- From: Harry Halpin <hhalpin@ibiblio.org>
- Date: Wed, 27 Jan 2010 17:45:56 +0000
- To: public-xg-socialweb@w3.org
More from Thomas on how the privacy issue crops up even further, now with Contact APIs. Are contacts like a filesystem? ---------- Forwarded message ---------- From: Thomas Roessler <tlr@w3.org> Date: Wed, Jan 27, 2010 at 3:55 PM Subject: Re: A comment on Security and Privacy Implications for Contact APIs To: noah_mendelsohn@us.ibm.com Cc: Thomas Roessler <tlr@w3.org>, public-device-apis@w3.org, www-tag@w3.org On 27 Jan 2010, at 16:14, noah_mendelsohn@us.ibm.com wrote: > For the above reasons, it seems to me that an appropriate mechanism for > the contacts API will likely involve an ability not just to ask for > permission, but to clarify the subset of the contacts for which access is > being granted.
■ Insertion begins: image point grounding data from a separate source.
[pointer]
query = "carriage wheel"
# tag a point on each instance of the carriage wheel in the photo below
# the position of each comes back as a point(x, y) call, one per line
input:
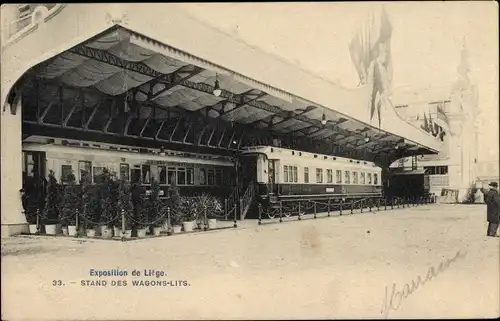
point(271, 214)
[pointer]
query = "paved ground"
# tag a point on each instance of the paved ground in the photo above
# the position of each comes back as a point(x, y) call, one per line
point(341, 267)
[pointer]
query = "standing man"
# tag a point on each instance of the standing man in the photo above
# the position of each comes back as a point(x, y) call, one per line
point(492, 200)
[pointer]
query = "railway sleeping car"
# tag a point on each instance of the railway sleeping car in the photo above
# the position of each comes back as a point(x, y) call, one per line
point(408, 184)
point(285, 174)
point(193, 173)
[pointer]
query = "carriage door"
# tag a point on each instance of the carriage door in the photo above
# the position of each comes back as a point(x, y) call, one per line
point(34, 174)
point(272, 176)
point(248, 170)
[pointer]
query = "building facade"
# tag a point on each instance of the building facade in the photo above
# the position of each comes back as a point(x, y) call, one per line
point(451, 115)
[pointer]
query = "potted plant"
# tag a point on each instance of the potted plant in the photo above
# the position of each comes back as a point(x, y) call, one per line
point(30, 211)
point(51, 210)
point(215, 210)
point(203, 204)
point(188, 213)
point(90, 206)
point(154, 208)
point(173, 203)
point(69, 205)
point(176, 219)
point(125, 206)
point(108, 196)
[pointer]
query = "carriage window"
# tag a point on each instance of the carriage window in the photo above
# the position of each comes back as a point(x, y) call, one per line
point(84, 168)
point(125, 172)
point(203, 176)
point(162, 174)
point(181, 176)
point(319, 175)
point(338, 176)
point(210, 177)
point(146, 174)
point(347, 179)
point(30, 165)
point(98, 174)
point(66, 171)
point(190, 176)
point(135, 175)
point(218, 177)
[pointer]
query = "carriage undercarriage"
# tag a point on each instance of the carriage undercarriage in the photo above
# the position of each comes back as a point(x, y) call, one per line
point(285, 207)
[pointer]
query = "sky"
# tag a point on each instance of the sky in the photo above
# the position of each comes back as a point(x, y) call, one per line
point(426, 43)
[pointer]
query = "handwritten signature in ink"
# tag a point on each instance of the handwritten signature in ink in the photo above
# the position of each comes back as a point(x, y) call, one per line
point(393, 302)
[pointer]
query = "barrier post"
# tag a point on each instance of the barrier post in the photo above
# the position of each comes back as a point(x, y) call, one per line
point(38, 227)
point(77, 223)
point(169, 222)
point(281, 211)
point(235, 216)
point(205, 223)
point(123, 224)
point(225, 209)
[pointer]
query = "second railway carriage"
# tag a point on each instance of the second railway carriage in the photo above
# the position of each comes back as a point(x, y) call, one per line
point(192, 173)
point(285, 174)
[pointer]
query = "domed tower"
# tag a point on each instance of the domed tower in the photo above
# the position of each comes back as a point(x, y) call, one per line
point(463, 114)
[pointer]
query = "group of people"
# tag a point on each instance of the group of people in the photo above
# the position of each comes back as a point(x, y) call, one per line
point(492, 200)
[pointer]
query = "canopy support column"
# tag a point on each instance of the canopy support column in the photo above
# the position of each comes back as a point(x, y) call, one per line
point(13, 219)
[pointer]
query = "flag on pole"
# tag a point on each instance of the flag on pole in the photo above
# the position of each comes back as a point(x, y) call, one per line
point(441, 114)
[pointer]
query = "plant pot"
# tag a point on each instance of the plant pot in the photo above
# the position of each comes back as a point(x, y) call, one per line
point(72, 230)
point(106, 233)
point(212, 223)
point(51, 229)
point(157, 230)
point(127, 234)
point(188, 226)
point(33, 229)
point(141, 232)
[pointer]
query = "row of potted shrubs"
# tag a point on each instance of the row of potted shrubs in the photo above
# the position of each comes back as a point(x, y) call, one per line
point(103, 209)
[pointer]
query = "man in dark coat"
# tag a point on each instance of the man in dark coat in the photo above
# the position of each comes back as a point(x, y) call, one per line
point(492, 200)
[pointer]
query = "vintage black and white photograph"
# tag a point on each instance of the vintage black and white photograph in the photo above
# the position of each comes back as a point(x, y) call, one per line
point(280, 160)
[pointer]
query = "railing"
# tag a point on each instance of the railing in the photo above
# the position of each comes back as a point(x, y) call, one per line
point(300, 208)
point(231, 204)
point(247, 199)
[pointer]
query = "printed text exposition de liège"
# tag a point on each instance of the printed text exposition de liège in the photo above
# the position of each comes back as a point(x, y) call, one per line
point(136, 278)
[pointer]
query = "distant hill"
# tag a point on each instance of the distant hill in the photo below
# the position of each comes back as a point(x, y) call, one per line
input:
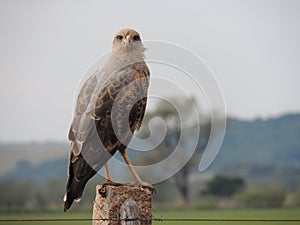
point(262, 151)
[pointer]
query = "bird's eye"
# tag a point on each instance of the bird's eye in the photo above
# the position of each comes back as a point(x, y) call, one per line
point(136, 38)
point(119, 37)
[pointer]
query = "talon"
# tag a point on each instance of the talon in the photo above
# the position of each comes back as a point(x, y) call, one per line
point(112, 183)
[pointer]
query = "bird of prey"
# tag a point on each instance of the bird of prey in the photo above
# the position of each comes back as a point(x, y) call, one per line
point(109, 108)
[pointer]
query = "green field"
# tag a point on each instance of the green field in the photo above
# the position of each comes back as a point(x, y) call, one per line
point(280, 214)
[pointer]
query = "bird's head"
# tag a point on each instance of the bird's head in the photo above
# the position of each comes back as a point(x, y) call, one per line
point(127, 40)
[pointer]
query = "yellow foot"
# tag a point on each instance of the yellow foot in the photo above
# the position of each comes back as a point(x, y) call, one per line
point(112, 183)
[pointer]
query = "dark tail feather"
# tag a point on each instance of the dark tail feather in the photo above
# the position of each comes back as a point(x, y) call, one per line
point(79, 174)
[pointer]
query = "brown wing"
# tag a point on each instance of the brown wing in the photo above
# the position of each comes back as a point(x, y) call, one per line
point(106, 127)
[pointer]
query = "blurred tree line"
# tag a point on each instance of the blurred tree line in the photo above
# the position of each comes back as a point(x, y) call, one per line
point(183, 188)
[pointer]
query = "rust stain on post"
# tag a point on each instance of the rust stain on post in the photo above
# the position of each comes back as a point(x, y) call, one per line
point(122, 205)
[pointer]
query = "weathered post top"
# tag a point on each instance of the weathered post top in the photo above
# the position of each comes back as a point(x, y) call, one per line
point(118, 205)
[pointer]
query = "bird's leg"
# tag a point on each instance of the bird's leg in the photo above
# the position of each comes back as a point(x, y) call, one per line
point(107, 176)
point(138, 180)
point(108, 181)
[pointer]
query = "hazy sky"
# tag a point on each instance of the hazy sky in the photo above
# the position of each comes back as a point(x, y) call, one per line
point(253, 48)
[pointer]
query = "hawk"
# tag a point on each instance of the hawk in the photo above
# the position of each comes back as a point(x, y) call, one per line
point(110, 107)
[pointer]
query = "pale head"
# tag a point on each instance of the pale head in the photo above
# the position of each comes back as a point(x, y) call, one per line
point(127, 39)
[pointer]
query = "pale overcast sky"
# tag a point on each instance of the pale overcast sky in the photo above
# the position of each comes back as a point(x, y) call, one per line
point(252, 46)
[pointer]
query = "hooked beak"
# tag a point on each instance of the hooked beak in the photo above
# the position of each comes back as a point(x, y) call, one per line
point(127, 41)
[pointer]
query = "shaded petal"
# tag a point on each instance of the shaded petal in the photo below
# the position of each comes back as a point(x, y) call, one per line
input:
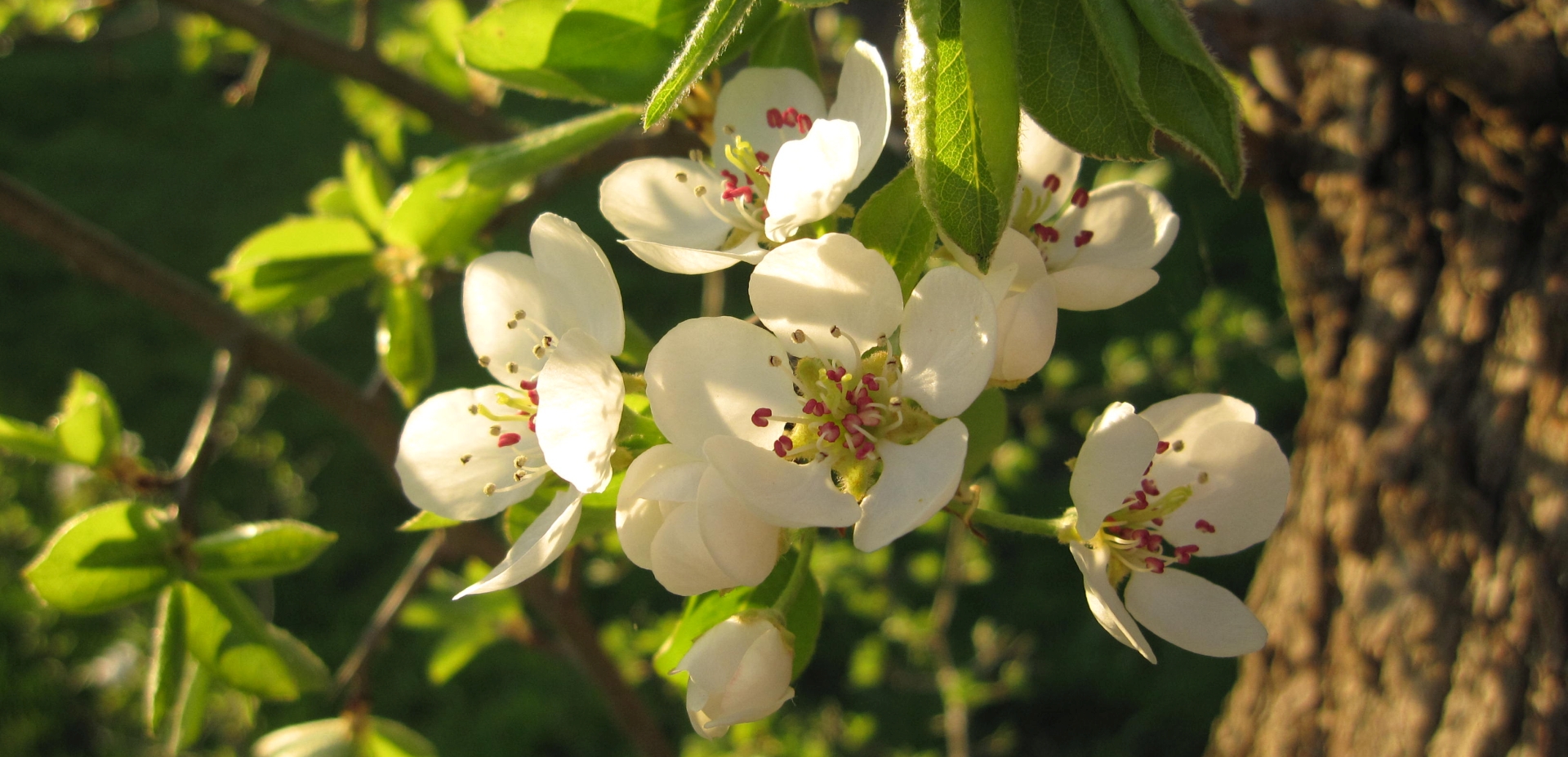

It may also be necessary to separate access for purposes > of searching vs. access for purposes of display, transmission or > republication. It strikes me that an address book in some ways behaves similarly to a file system: Just like my file system includes some data that I'm happy to make accessible to some web sites, my address book will include things like a company's hotline. And then there is the mobile phone number (or the complete dump of a company's LDAP directory) that, if disclosed, will get me into real trouble. This suggests that building the API so it deals with some specific subset (and generally doesn't make decisions about the *entire* address book) is really important.